Análise de dados e Probabilidadeautor: LeoCombinaçãoHistória da matemáticaprobabilidadeproblema dos pontos;

Pascal, Fermat, Pelé e um jogo interrompido

Você já ouviu falar do problema do jogo interrompido? Ele foi discutido por dois matemáticos, Pascal e Fermat, no século 17, mas também teve uma versão brasileiríssima em 1973 no Campeonato Paulista de Futebol!

Em 1973, Santos e Portuguesa disputaram a final do Campeonato Paulista de Futebol em uma partida única. Durante o tempo regulamentar a partida ficou empatada em 0x0 e a disputa foi para os pênaltis.

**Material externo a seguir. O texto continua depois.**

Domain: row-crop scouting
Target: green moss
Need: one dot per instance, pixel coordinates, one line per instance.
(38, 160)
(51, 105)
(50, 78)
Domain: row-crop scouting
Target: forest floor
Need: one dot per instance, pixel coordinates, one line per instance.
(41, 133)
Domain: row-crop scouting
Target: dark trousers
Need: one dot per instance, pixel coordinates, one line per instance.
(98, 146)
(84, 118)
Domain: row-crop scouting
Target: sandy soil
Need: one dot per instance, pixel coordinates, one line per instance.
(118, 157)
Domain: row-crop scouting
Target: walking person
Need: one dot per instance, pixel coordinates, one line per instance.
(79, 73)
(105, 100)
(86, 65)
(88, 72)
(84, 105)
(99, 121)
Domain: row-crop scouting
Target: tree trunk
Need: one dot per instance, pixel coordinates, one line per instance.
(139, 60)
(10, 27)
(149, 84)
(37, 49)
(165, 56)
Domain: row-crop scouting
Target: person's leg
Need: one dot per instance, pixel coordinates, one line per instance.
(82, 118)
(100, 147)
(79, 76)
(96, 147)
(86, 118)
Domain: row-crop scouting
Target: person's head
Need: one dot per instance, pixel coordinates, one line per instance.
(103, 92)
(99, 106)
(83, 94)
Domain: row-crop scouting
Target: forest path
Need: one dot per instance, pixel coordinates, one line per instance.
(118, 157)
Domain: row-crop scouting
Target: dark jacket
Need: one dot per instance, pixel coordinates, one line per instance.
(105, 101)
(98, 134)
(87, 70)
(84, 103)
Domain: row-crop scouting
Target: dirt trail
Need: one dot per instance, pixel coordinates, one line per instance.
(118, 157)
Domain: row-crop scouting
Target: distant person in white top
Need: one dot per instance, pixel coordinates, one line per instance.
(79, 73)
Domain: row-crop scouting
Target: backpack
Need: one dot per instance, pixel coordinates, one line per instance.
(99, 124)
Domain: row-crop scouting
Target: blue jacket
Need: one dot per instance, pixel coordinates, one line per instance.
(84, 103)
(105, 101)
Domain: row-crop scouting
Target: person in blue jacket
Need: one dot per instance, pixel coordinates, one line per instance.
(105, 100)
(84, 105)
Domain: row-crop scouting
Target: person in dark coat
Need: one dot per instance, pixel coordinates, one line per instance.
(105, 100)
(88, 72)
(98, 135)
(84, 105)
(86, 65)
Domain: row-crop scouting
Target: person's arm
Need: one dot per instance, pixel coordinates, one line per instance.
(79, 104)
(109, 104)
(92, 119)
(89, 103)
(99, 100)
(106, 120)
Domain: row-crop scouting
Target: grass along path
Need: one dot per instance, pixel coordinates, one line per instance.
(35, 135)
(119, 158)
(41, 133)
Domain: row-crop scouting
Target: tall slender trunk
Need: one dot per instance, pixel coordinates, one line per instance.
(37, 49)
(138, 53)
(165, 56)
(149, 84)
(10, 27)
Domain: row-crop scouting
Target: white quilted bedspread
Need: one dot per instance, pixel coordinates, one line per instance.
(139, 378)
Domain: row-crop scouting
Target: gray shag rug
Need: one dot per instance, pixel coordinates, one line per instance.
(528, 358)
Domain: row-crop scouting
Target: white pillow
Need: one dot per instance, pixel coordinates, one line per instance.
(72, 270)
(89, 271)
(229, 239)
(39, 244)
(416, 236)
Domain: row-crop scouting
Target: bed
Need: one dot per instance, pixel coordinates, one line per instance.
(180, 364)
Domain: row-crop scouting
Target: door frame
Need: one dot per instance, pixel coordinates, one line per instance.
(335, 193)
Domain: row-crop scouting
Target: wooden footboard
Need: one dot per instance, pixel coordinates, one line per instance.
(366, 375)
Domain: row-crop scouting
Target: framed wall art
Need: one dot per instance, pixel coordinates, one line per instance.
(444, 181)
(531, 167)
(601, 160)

O desempate começou com a Portuguesa e depois de 4 cobranças o placar marcava 2×0 para o Santos. Nesse momento, o terceiro batedor da Portuguesa se encaminhou para a sua cobrança e… perdeu o pênalti! O juiz então soou o apito final e declarou o Santos campeão.

Mas o que isso tem a ver com Pascal, Fermat ou o problema do jogo interrompido?

Acontece que a perda do terceiro pênalti pela Portuguesa não garantia vitória do Santos: os jogadores santistas poderiam errar todos os pênaltis que lhes faltava e os da Portuguesa marcar os dois que lhes faltavam, resultando em 2×2 nas primeiras 5 cobranças.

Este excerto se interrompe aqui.